Die Juristinnen und Juristinnen zeigen sich alarmiert. Statt einer "Verwässerung des Klimaschutzgesetzes" fordern sie – mit Blick auf das Pariser Abkommen von 2015 und eine Entscheidung des BVerfG aus dem Jahr 2021 – ein "effektives Klimaschutzprogramm mit ausreichenden Maßnahmen zur Einhaltung der Klimaschutzziele und damit der völker- und verfassungsrechtlichen Verpflichtungen".
Deutschland zur Einhaltung des 1,5-Grad-Ziels verpflichtet
2015 hat sich Deutschland mit der Ratifikation des Übereinkommens von Paris neben 194 weiteren Staaten völkerrechtlich zu konkreten Maßnahmen verpflichtet, um den Anstieg der durchschnittlichen Erdtemperatur deutlich unter 2 Grad über dem vorindustriellen Niveau zu halten und Anstrengungen zu unternehmen, ihn auf 1,5 Grad zu begrenzen.
Diese Verpflichtung habe das BVerfG 2021 als Konkretisierung des in Art. 20a GG verankerten Klimaschutzziels angesehen und so die Einhaltung der völkerrechtlichen Vorgaben verfassungsrechtlich abgesichert, schreiben die Wissenschaftlerinnen und Wissenschaftler in ihrem Brief. Im KSG seien konkrete Ziele und Mechanismen festgelegt, mit denen die schrittweise Erreichung dieses Zieles gewährleistet werden solle.
Durch die geplante KSG-Novelle würden jedoch die sektorspezifischen Ziele geschwächt. Damit wiederum seien die Anforderungen des BVerfG in Gefahr, die verlangten, "dass frühzeitig transparente Maßgaben für die weitere Ausgestaltung der Treibhausgasreduktion formuliert werden, die für die erforderlichen Entwicklungs- und Umsetzungsprozesse Orientierung bieten und diesen ein hinreichendes Maß an Entwicklungsdruck und Planungssicherheit vermitteln".
Neufassung des KSG sieht keine verbindlichen Sektorziele mehr vor
Die Bundesregierung hatte die Neufassung des KSG im Juni auf den Weg gebracht und ein neues Klimaschutzprogramm vorgelegt, das den Ministerien mehr Flexibilität verschaffen soll.
So sehen die Pläne vor, dass die Einhaltung der Klimaziele nicht mehr rückwirkend nach verschiedenen Sektoren wie Verkehr, Industrie oder Landwirtschaft kontrolliert werden soll, sondern in die Zukunft gerichtet, mehrjährig und sektorübergreifend. Die Bundesregierung als Ganzes soll künftig entscheiden, in welchem Sektor und mit welchen Maßnahmen die zulässige CO2-Gesamtmenge erreicht werden soll – das KSG sieht bis 2030 eine Reduktion um 65% aller Treibhausgase im Vergleich zu 1990 vor, bis 2040 eine Reduktion um 88% und Klimaneutralität bis 2045.
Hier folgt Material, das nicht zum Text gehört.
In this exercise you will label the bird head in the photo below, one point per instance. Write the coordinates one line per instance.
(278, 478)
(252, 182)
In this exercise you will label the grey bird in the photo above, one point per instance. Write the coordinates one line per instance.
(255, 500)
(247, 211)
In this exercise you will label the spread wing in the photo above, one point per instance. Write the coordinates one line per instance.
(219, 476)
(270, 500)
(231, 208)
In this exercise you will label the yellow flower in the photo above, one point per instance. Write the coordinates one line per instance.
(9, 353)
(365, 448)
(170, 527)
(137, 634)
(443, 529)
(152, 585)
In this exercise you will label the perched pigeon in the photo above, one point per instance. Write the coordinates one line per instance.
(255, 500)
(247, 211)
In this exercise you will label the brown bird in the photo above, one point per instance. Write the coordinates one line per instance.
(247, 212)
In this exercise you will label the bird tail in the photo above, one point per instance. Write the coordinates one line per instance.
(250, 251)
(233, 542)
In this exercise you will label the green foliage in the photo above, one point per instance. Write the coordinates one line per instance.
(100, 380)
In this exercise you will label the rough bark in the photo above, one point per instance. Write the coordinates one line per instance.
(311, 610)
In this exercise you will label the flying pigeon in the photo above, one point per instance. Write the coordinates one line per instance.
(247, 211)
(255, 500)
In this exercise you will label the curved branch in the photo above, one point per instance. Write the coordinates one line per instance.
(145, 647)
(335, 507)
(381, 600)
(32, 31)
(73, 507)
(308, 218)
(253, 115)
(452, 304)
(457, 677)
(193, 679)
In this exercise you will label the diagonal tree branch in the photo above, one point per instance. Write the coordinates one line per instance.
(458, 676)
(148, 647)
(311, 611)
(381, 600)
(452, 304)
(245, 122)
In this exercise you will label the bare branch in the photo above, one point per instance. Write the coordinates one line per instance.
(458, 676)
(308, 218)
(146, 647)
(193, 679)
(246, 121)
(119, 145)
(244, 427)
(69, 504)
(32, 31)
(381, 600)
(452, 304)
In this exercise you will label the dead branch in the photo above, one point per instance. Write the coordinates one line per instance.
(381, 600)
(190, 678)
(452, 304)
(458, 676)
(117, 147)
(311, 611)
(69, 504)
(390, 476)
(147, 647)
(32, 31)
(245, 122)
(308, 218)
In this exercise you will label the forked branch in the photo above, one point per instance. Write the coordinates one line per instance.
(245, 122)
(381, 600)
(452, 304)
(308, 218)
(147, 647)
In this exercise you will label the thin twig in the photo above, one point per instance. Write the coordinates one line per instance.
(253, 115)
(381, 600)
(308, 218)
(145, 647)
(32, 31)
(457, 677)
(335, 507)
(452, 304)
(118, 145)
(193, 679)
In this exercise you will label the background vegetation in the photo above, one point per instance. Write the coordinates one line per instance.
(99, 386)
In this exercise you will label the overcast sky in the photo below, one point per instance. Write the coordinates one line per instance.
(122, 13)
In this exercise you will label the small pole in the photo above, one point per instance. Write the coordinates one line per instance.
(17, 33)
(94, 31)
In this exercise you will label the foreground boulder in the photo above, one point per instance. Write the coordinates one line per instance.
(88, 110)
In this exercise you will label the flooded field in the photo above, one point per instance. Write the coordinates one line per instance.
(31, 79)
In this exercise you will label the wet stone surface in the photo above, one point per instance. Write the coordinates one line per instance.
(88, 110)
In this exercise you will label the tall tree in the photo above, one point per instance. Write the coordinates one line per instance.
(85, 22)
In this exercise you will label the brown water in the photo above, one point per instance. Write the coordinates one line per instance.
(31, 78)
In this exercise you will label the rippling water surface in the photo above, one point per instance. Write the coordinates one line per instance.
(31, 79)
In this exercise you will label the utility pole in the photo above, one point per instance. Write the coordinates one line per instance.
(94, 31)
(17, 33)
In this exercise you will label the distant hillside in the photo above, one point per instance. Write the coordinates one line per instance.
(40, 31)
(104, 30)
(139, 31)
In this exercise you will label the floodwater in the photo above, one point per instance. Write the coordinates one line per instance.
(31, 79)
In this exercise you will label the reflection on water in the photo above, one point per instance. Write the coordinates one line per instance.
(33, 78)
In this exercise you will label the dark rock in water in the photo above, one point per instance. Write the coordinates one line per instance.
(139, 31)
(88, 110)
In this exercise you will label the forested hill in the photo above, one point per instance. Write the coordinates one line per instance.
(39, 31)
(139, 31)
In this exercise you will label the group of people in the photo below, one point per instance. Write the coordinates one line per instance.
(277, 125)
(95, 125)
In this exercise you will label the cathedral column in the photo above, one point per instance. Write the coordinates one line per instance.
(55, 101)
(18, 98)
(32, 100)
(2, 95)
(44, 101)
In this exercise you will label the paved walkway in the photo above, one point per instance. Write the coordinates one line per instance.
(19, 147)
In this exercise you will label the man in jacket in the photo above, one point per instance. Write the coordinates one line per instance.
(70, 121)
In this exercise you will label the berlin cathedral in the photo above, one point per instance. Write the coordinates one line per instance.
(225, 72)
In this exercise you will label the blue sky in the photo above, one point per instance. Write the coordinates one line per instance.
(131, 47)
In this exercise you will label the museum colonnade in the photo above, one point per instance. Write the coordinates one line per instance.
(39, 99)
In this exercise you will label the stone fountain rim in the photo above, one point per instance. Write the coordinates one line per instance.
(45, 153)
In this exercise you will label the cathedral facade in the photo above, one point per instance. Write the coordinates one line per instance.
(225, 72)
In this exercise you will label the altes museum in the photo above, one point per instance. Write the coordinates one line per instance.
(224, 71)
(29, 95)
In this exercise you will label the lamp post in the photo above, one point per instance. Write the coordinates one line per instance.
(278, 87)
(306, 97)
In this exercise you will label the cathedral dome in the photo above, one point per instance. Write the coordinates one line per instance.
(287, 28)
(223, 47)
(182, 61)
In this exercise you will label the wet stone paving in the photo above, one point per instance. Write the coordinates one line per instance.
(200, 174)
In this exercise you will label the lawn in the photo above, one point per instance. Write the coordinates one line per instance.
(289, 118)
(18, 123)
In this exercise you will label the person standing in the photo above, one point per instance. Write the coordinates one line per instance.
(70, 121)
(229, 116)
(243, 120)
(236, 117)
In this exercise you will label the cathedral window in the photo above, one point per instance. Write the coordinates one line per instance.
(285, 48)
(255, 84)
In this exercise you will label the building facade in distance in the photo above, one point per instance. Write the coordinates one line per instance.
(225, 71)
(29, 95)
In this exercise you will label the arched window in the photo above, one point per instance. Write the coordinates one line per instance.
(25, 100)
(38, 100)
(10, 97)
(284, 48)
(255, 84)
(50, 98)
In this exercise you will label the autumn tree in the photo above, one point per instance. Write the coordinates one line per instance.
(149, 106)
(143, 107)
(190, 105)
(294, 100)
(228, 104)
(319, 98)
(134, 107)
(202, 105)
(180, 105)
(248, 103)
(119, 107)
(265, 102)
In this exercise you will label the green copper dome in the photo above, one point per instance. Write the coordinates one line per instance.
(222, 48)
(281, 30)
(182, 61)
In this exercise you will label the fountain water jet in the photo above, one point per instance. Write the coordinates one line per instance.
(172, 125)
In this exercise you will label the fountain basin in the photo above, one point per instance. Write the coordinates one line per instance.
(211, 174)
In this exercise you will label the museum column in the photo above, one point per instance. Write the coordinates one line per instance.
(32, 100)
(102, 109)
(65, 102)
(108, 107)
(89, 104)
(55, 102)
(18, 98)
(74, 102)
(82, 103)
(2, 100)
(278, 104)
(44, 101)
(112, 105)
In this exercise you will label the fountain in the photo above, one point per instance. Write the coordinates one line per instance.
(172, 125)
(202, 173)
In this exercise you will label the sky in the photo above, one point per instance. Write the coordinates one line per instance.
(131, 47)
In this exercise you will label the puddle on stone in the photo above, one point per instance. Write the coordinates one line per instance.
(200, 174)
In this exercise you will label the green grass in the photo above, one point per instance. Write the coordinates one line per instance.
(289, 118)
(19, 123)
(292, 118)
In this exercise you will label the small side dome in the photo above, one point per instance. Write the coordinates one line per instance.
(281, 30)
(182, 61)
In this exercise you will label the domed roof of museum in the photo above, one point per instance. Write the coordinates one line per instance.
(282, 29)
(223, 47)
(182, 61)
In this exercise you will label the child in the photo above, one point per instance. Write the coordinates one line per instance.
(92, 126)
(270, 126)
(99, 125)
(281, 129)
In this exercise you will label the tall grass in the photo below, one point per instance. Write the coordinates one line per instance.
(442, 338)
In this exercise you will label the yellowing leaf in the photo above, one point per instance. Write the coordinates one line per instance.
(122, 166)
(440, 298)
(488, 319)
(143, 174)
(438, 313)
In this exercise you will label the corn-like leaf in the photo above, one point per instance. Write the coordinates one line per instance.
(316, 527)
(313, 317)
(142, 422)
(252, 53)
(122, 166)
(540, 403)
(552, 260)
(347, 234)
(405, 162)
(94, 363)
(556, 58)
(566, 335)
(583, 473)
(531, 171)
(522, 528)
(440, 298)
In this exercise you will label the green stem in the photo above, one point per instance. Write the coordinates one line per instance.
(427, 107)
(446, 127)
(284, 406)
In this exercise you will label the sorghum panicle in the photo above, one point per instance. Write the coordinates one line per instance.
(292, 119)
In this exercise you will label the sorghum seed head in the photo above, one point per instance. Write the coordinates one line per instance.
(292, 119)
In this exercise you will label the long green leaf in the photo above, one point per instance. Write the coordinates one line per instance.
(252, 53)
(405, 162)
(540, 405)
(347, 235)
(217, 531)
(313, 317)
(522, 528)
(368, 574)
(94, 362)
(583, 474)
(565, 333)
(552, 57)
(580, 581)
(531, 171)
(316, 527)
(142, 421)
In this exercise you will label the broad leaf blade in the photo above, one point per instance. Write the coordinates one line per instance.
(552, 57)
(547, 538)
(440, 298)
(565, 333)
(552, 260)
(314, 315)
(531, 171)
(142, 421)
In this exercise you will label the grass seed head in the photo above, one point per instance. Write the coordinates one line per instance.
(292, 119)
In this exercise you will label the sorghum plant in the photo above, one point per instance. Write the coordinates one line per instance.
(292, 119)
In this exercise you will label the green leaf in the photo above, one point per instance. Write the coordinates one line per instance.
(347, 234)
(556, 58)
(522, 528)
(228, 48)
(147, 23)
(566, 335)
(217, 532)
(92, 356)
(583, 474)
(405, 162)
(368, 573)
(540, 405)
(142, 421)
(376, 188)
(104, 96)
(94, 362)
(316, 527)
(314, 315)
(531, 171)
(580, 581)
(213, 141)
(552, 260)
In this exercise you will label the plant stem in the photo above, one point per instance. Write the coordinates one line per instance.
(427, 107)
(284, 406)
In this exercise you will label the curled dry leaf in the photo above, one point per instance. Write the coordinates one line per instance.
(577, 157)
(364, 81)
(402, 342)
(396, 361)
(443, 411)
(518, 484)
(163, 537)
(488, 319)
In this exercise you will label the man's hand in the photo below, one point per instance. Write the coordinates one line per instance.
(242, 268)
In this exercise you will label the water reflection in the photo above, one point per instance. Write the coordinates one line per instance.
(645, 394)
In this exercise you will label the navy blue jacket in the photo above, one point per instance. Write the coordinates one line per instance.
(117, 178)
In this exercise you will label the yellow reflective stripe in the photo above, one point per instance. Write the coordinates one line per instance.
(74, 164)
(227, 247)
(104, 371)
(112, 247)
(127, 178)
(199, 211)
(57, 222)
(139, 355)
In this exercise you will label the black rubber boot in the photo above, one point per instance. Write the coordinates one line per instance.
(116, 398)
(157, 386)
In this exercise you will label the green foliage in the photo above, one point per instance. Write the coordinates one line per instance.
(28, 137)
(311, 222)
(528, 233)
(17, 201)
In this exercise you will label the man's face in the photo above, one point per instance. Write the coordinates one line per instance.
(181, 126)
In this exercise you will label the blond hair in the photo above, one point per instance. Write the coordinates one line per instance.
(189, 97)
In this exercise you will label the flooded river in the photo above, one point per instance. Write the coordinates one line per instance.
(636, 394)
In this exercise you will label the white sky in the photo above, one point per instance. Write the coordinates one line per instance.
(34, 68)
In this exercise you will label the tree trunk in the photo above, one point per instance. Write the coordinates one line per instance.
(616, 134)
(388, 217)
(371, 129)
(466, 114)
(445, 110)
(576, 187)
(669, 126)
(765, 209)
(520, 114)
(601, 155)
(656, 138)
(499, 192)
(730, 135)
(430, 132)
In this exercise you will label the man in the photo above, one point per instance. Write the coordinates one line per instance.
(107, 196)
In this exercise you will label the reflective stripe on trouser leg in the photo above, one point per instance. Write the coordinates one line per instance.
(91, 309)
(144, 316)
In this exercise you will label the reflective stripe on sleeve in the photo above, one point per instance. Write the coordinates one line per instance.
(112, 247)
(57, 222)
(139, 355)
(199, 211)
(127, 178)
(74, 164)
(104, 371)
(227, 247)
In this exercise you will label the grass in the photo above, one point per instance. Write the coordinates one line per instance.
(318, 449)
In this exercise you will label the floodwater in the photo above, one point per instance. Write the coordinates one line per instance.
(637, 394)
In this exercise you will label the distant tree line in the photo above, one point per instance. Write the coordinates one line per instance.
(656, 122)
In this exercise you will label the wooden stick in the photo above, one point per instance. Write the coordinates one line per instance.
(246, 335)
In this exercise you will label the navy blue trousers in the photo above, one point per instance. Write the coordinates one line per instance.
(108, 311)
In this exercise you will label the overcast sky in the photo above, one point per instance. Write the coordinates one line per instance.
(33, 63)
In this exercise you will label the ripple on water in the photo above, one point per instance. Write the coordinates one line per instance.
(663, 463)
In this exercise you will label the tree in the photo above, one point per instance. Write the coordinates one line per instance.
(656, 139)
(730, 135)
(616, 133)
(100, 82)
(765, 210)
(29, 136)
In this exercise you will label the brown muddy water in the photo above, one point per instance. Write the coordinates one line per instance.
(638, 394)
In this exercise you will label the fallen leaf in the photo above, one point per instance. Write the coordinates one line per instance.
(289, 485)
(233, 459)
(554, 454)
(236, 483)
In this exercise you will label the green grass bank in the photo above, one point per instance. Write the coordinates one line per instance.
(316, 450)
Von der Reform würden also vor allem die Ministerien profitieren, die die Sektorziele bislang nicht eingehalten haben – das ist allen voran das FDP-geführte Verkehrsministerium.
Laut Bundesregierung bleiben die Klimaziele durch die Novelle zwar unverändert – durch die Reform dürfe nicht eine Tonne mehr CO2 ausgestoßen werden als mit dem bisherigen Gesetz, hieß es bei der Vorstellung der Pläne im Juni.
Zahlreiche Umweltverbände und zuletzt auch eine Klimafachgruppe innerhalb der SPD haben aber bereits vor einer Abschwächung des KSG gewarnt. Kritisiert wird vor allem, dass sich einzelne Ministerien durch die geplante Abschaffung der verbindlichen Sektorziele aus der Verantwortung ziehen könnten und bei Zielverfehlungen erst später nachgesteuert werden müsse. So müssen künftig erst dann Schritte unternommen werden, wenn die Daten in zwei aufeinanderfolgenden Jahren zeigen, dass mit den aggregierten Jahresemissionen bis zum Jahr 2030 das Gesamtminderungsziel nicht erreicht wird.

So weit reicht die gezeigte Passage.